My little sister who is 16 just started getting into film and dark room photography. Shes taking a class in high school and is hooked. My mom is getting her an enlarger and a film camera for Christmas, and I was thinking of getting her some film or paper, however I think it would be more useful to give her a gift certificate to get hat she knows she needs.

Where would be a good place to get a gift certificate for dark room camera supplies...? 

THANKS!!


----------



## dxqcanada (Dec 16, 2008)

I was just going to mention a place ... but I noticed that Woodbridge, VA is not Woodbridge, Ontario.


----------



## djacobox372 (Dec 16, 2008)

Freestyle Photographic Supplies - Traditional Black & White Film, Paper, Chemicals, Holgas and ULF is an excellent place to order film and supplies from, but they don't  have gift certificates. 

Film is an excellent gift, I suggest buying her a mix of tmax 100 and tmax 400 35mm film; she won't complain.


----------



## JaimeGibb (Dec 17, 2008)

Yea I checked out freestyle and it's great! But yea no GC. Alright, how about this...can you recommend a book, film (which you did), and some paper to buy from that site??
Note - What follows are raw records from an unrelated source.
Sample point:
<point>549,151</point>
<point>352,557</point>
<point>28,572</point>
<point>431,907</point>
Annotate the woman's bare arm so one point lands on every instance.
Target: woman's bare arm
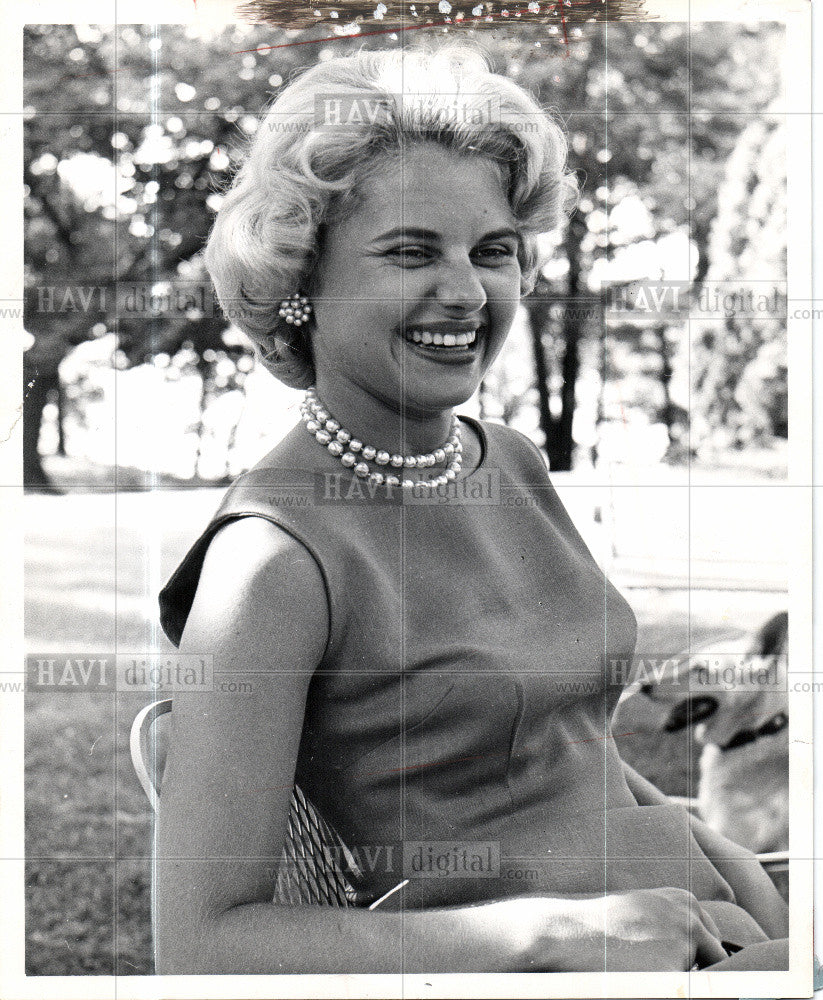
<point>752,887</point>
<point>261,612</point>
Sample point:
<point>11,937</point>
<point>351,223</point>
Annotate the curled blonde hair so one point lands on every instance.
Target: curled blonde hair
<point>304,170</point>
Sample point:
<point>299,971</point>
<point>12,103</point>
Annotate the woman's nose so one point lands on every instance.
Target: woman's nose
<point>458,284</point>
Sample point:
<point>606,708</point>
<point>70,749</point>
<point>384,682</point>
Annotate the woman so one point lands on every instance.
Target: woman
<point>424,628</point>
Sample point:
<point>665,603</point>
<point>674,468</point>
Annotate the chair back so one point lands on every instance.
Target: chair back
<point>316,866</point>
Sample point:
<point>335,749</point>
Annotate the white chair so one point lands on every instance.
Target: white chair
<point>311,869</point>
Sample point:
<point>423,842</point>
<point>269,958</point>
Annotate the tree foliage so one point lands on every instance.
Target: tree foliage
<point>133,131</point>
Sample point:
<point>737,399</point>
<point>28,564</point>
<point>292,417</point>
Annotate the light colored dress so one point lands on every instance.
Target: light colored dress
<point>461,709</point>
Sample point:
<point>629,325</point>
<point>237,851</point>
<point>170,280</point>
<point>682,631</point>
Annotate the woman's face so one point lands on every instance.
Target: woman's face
<point>416,289</point>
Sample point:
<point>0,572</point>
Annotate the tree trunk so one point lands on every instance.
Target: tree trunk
<point>561,445</point>
<point>60,400</point>
<point>541,374</point>
<point>665,381</point>
<point>38,380</point>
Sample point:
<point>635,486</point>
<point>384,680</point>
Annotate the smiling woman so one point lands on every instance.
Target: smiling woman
<point>427,654</point>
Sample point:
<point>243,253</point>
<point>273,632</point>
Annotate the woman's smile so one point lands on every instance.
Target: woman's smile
<point>415,291</point>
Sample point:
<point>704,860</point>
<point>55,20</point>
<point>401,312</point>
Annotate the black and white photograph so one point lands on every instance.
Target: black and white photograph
<point>408,501</point>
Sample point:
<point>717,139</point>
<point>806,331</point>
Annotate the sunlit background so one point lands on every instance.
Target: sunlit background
<point>666,428</point>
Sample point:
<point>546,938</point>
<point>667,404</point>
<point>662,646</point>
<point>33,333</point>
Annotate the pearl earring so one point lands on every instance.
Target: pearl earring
<point>295,310</point>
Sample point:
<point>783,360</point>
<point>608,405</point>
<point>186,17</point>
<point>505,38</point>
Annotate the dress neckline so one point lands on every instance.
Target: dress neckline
<point>482,436</point>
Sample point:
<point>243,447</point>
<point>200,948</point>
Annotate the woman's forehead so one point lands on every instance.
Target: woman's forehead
<point>435,185</point>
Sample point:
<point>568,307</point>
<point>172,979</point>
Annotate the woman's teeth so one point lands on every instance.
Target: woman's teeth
<point>428,339</point>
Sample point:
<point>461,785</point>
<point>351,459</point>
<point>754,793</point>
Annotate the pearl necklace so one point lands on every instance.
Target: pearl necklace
<point>356,456</point>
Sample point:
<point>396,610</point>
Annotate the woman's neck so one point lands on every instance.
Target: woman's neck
<point>383,425</point>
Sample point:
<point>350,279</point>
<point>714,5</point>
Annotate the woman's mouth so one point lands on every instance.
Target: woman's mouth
<point>457,341</point>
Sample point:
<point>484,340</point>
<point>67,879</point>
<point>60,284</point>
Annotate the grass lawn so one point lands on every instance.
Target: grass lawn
<point>94,566</point>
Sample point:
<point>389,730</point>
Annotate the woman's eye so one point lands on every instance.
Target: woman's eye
<point>498,251</point>
<point>411,255</point>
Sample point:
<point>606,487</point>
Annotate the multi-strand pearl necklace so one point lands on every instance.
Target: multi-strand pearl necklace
<point>357,456</point>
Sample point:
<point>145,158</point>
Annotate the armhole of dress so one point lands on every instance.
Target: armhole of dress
<point>186,577</point>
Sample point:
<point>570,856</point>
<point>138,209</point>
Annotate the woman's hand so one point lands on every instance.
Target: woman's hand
<point>636,931</point>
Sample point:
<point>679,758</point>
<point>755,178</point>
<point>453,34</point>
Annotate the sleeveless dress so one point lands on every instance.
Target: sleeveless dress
<point>457,730</point>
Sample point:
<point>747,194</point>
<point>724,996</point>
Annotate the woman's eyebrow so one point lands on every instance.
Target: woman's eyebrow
<point>430,234</point>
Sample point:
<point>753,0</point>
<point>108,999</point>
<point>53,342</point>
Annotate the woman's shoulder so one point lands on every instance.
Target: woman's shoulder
<point>511,447</point>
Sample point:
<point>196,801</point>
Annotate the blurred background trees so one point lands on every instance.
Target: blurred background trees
<point>675,134</point>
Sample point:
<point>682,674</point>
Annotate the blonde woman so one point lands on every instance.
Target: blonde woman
<point>427,663</point>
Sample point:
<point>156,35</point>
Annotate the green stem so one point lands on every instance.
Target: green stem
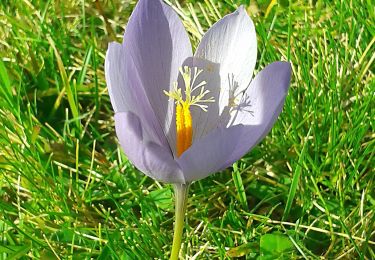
<point>181,195</point>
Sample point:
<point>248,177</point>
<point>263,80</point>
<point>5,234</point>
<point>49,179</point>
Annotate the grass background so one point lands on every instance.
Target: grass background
<point>68,191</point>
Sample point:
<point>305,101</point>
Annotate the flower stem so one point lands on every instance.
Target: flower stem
<point>181,192</point>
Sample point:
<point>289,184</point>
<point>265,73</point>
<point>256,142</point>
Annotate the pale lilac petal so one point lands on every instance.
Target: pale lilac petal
<point>152,159</point>
<point>157,43</point>
<point>127,93</point>
<point>231,42</point>
<point>223,146</point>
<point>210,153</point>
<point>262,101</point>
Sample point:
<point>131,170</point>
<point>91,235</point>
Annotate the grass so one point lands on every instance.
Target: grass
<point>68,191</point>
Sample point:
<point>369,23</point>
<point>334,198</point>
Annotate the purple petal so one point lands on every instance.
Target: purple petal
<point>231,42</point>
<point>260,104</point>
<point>223,146</point>
<point>157,43</point>
<point>209,154</point>
<point>127,94</point>
<point>264,101</point>
<point>152,159</point>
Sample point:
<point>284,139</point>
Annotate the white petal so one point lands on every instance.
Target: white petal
<point>231,42</point>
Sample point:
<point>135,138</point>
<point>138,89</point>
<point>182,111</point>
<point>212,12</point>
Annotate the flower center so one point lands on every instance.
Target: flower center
<point>184,121</point>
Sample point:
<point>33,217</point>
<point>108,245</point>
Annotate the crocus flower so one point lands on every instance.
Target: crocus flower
<point>179,116</point>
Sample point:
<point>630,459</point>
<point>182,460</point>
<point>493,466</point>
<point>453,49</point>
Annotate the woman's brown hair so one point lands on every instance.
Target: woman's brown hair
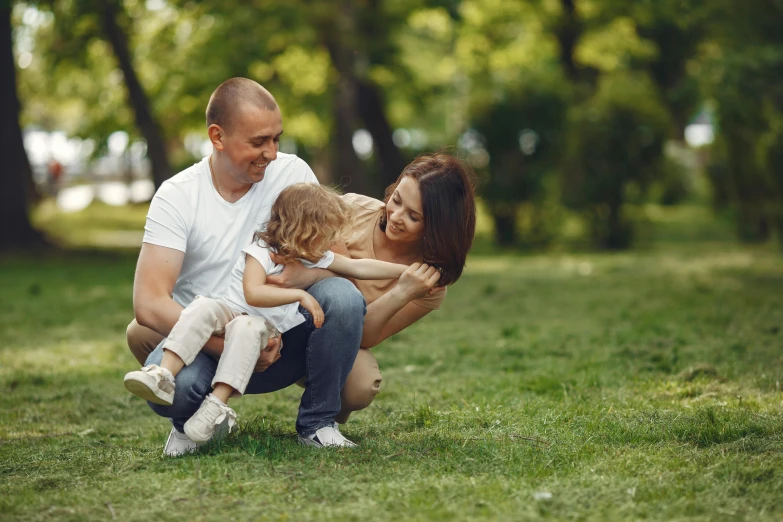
<point>449,205</point>
<point>306,219</point>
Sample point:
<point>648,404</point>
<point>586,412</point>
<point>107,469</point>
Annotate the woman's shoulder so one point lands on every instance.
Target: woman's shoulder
<point>362,202</point>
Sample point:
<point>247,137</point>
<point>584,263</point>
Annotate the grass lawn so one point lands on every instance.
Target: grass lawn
<point>641,385</point>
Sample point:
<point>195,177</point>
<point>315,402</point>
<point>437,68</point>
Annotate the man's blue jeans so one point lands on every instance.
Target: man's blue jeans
<point>325,356</point>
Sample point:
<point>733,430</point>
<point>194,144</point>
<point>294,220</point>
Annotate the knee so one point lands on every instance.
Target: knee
<point>194,383</point>
<point>362,384</point>
<point>203,308</point>
<point>141,340</point>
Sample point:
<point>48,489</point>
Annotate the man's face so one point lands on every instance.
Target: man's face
<point>251,143</point>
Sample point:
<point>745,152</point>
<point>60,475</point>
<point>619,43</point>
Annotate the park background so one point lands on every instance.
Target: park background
<point>613,351</point>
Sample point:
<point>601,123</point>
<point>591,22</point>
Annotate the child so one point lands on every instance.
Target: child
<point>305,220</point>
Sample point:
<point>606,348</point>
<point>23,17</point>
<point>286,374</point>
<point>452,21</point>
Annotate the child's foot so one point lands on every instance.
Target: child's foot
<point>328,436</point>
<point>152,383</point>
<point>212,412</point>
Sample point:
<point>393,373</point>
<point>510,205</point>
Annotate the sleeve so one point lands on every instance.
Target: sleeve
<point>432,302</point>
<point>169,219</point>
<point>324,262</point>
<point>261,255</point>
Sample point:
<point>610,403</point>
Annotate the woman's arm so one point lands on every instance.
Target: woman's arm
<point>366,268</point>
<point>262,295</point>
<point>394,311</point>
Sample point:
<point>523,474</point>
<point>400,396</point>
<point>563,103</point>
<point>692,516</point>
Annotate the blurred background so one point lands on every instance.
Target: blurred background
<point>587,121</point>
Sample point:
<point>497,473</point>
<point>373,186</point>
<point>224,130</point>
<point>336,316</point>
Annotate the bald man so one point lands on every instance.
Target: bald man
<point>198,223</point>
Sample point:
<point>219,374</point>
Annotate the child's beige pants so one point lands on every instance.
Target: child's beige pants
<point>361,387</point>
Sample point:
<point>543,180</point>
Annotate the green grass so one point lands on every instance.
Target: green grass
<point>641,385</point>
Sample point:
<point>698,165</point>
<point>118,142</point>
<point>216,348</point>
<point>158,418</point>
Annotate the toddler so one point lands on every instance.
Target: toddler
<point>305,220</point>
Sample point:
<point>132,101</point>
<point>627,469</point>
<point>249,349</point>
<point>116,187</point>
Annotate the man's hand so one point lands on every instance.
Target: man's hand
<point>270,354</point>
<point>294,275</point>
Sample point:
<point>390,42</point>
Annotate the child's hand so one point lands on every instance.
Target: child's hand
<point>309,303</point>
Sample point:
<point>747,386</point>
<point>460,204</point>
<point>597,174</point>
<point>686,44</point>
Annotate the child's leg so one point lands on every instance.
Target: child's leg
<point>201,319</point>
<point>246,336</point>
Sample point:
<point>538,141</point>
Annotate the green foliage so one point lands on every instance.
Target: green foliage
<point>523,136</point>
<point>744,64</point>
<point>615,144</point>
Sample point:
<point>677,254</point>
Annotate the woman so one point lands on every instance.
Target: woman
<point>427,220</point>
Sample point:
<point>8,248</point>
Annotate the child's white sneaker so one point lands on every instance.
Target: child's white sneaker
<point>152,383</point>
<point>328,436</point>
<point>212,412</point>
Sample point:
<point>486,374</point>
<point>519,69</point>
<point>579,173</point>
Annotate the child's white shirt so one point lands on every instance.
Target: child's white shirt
<point>284,317</point>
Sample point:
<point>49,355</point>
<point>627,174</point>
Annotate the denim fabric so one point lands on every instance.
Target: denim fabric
<point>323,355</point>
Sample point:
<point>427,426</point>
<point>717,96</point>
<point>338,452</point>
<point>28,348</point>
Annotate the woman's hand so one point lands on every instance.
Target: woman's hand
<point>294,275</point>
<point>418,280</point>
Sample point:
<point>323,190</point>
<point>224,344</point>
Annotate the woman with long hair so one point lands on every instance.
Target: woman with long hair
<point>427,220</point>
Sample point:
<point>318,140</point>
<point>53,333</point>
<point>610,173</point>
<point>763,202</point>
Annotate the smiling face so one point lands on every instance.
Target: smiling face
<point>404,213</point>
<point>250,144</point>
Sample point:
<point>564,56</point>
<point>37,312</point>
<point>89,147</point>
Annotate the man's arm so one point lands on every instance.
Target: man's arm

dxqcanada: Haha yea, not only a different state, but a whole different country! Thanks though


----------



## JC1220 (Dec 17, 2008)

Digital Cameras, Camcorders, Photography Equipment - CALUMET

B&H Photo Video | Digital Cameras, Camcorders


----------



## JaimeGibb (Dec 17, 2008)

Nice! Thanks jc1220!


----------



## christopher walrath (Dec 17, 2008)

Give here a paypal gift or a Visa gift card.  She could use that anywhere, including Freestyle, which I would highly recommend.  That's where I go.


----------



## Early (Dec 18, 2008)

Have you tried Ritz?


----------



## JaimeGibb (Dec 19, 2008)

Already using calumet!!! Thanks though


----------